Nicoli was leading me toward a comfortable-looking couch. "Come," he said. "Let's sit and talk where these other punks can't hear every word."
There was a television right in front of where we were sitting. I had noticed the absence of Tai Sheng in the room.
"Rozano," I said, looking around. "Such security. And so tight, it's beautiful. An ant couldn't get through."
He smiled modestly. "The bars and wire mesh are nothing." Leaning closer to me, he lowered his voice. "Tell me, Tommy, am I making a mistake? Should I leave the running of the organization to someone else?"

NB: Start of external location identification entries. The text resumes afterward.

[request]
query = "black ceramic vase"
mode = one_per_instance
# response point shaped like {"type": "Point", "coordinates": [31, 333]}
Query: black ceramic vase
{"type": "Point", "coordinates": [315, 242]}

It was a sucker question and I knew it. If I said yes, he would suspect me. And I didn't want that.
"Who else could do it, Rozano? No one. Only you have the leadership ability to take over now."
He sighed. "But there are so many against me. I no longer know who my friends are. Just last week someone tried to shoot me, one of my own staff. The sides are lining up, my old friend. And it is time to count noses."
"You know where I stand."
He patted my knee. "Yes, Tommy. I know." The television in front of us remained blank. "Did you take care of that agent?" he asked suddenly.